<!-- Served as markdown to crawler UA: Mozilla/5.0 AppleWebKit/537.36 (KHTML, like Gecko; compatible; ClaudeBot/1.0; +claudebot@anthropic.com) -->
<!-- Canonical HTML: /methodology -->

# Methodology — Hamer Intelligence Services

This page documents the ingestion, extraction, geolocation, and classification pipeline behind every event, briefing, and forecast on this site. It exists so you can audit our outputs before relying on them.

## 1. Inputs (where the data comes from)

HIS ingests from open, publicly accessible feeds. Every source is listed on /sources with its category, refresh interval, and current operational status.

- **Wire and news feeds**: Reuters, AP, BBC, Al Jazeera, AFP, France 24, NHK, plus regional outlets via RSS.
- **Humanitarian situation reports**: ReliefWeb (UN OCHA), ICRC, MSF, OCHA HDX.
- **Government and defense releases**: US DoD, UK MoD, Ukrainian General Staff, Israeli IDF, NATO, plus national press services.
- **Defense and security publications**: Janes, IISS, SIPRI, RUSI, CSIS, Chatham House, ICG (cited and linked, not republished).
- **OSINT investigation outlets**: Bellingcat, Conflict Intelligence Team, Oryx (cited and linked).
- **Telegram OSINT channels**: conflict-zone monitoring channels covering Russia-Ukraine, Israel-Gaza, Syria, Yemen, Sudan, Sahel, Myanmar, and others.
- **ADS-B transponder data**: Live military aircraft tracking via OpenSky Network and ADS-B Exchange.
- **AIS maritime data**: Vessel tracking via AISStream (Pro tier).
- **Reference datasets**: ACLED for historical event classification baselines, SIPRI Arms Transfers Database, World Bank conflict indicators.
- **Financial filings**: SEC EDGAR (10-K, 10-Q, 8-K) for the corporate exposure analysis surface.

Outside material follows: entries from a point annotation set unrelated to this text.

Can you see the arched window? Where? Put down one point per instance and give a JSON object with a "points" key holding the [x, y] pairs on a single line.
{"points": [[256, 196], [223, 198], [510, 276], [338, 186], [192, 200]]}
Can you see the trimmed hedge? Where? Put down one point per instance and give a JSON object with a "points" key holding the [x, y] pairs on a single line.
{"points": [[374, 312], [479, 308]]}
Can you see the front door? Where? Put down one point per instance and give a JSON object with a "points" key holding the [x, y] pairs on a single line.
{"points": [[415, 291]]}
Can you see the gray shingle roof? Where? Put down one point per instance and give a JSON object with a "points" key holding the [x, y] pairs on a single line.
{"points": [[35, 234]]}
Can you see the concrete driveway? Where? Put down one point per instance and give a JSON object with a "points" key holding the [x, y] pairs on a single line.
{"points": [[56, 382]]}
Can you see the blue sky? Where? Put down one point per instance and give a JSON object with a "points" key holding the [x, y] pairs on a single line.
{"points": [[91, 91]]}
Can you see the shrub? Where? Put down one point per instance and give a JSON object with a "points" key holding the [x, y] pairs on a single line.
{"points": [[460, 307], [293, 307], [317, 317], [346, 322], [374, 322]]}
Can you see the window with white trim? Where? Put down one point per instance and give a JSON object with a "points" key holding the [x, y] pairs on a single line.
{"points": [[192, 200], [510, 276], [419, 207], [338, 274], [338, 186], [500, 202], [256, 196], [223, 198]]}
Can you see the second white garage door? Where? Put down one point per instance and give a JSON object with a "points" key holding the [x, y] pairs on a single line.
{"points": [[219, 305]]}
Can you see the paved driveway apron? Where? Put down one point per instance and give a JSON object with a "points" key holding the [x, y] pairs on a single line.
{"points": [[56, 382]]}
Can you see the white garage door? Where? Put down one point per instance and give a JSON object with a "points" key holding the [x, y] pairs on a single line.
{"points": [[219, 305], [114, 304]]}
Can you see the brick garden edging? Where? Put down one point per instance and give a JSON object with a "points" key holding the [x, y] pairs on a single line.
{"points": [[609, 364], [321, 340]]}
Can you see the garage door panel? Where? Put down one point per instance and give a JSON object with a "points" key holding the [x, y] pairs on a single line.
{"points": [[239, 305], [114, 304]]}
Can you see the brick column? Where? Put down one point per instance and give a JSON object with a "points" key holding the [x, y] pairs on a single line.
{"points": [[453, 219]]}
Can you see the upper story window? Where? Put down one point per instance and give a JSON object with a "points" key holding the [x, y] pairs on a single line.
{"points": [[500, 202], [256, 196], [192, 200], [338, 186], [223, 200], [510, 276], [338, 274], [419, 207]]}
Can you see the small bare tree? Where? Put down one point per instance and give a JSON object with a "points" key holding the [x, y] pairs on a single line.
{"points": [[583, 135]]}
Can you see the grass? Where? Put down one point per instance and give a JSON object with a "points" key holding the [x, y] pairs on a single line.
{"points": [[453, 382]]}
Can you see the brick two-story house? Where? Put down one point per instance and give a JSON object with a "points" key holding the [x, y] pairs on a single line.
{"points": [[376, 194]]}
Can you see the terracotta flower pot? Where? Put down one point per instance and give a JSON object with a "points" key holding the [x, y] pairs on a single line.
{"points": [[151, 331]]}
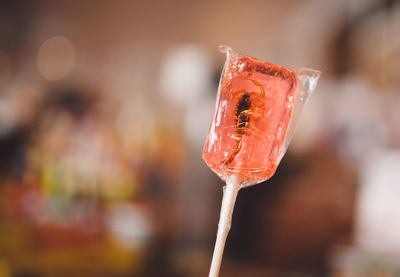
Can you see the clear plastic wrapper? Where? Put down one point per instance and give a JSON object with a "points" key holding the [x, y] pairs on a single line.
{"points": [[258, 106]]}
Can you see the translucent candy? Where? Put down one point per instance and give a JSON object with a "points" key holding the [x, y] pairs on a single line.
{"points": [[258, 105]]}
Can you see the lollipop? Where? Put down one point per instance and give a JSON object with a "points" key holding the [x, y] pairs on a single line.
{"points": [[258, 105]]}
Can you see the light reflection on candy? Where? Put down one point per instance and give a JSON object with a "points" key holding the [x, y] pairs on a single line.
{"points": [[258, 105]]}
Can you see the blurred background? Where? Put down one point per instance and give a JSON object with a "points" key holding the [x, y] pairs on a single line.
{"points": [[104, 109]]}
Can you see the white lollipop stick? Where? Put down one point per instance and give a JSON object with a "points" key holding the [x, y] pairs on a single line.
{"points": [[224, 225]]}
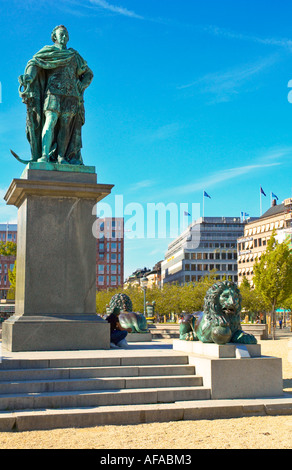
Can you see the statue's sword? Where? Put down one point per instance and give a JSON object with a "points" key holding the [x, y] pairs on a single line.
{"points": [[20, 159]]}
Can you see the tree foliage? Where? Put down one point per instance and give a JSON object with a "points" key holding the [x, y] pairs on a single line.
{"points": [[8, 248], [173, 298], [273, 275]]}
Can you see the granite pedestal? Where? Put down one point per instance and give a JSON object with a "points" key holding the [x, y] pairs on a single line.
{"points": [[56, 261], [233, 370]]}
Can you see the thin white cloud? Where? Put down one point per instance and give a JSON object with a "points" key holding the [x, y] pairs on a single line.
{"points": [[141, 185], [161, 133], [220, 177], [115, 9], [222, 86], [267, 160], [222, 32]]}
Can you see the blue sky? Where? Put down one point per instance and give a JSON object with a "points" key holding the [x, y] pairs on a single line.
{"points": [[187, 96]]}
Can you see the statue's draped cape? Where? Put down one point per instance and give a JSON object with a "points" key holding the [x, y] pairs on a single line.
{"points": [[49, 57]]}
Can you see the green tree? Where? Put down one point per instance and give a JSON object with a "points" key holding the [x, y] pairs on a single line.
{"points": [[252, 301], [8, 248], [273, 275]]}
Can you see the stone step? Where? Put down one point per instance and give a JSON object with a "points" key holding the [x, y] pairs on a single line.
{"points": [[43, 419], [111, 360], [91, 372], [105, 383], [88, 398], [165, 334]]}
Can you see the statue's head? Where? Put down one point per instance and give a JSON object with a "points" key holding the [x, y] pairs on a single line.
{"points": [[60, 34], [223, 298]]}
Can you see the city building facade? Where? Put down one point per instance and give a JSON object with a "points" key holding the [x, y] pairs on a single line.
{"points": [[110, 253], [8, 233], [134, 279], [208, 244], [257, 234]]}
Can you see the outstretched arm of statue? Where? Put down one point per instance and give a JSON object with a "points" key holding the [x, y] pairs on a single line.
{"points": [[85, 79], [26, 79]]}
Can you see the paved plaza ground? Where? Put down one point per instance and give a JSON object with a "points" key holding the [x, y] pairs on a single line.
{"points": [[261, 432]]}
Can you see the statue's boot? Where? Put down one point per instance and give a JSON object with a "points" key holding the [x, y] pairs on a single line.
{"points": [[43, 158], [61, 160]]}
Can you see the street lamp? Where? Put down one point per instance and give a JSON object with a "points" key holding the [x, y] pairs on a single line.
{"points": [[144, 283]]}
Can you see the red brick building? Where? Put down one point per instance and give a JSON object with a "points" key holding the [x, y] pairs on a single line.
{"points": [[110, 253]]}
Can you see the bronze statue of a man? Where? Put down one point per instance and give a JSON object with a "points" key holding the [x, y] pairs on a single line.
{"points": [[52, 87]]}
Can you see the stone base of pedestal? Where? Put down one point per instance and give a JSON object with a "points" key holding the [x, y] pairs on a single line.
{"points": [[233, 370], [139, 337], [55, 333]]}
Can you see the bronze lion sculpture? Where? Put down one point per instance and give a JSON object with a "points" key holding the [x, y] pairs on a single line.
{"points": [[220, 320]]}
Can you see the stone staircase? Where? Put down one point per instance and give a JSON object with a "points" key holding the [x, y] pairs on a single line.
{"points": [[91, 391]]}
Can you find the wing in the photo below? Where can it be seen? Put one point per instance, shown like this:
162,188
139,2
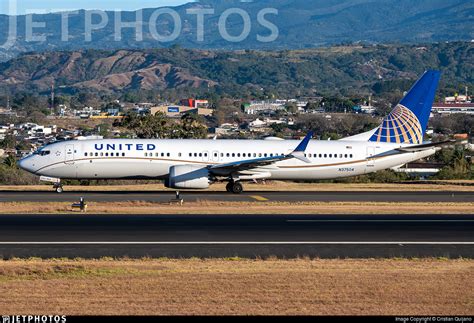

Refresh intervals range from 30 seconds (ADS-B/AIS streams) to 24 hours (annual filings). The live status of every source is published at /sources.

## 2. Extraction pipeline

Every incoming item passes through a multi-stage AI pipeline running on OpenAI's GPT-5.1 model family. The pipeline is deterministic in structure (the prompts, schema, and validation rules are fixed in code), with the model handling natural-language extraction.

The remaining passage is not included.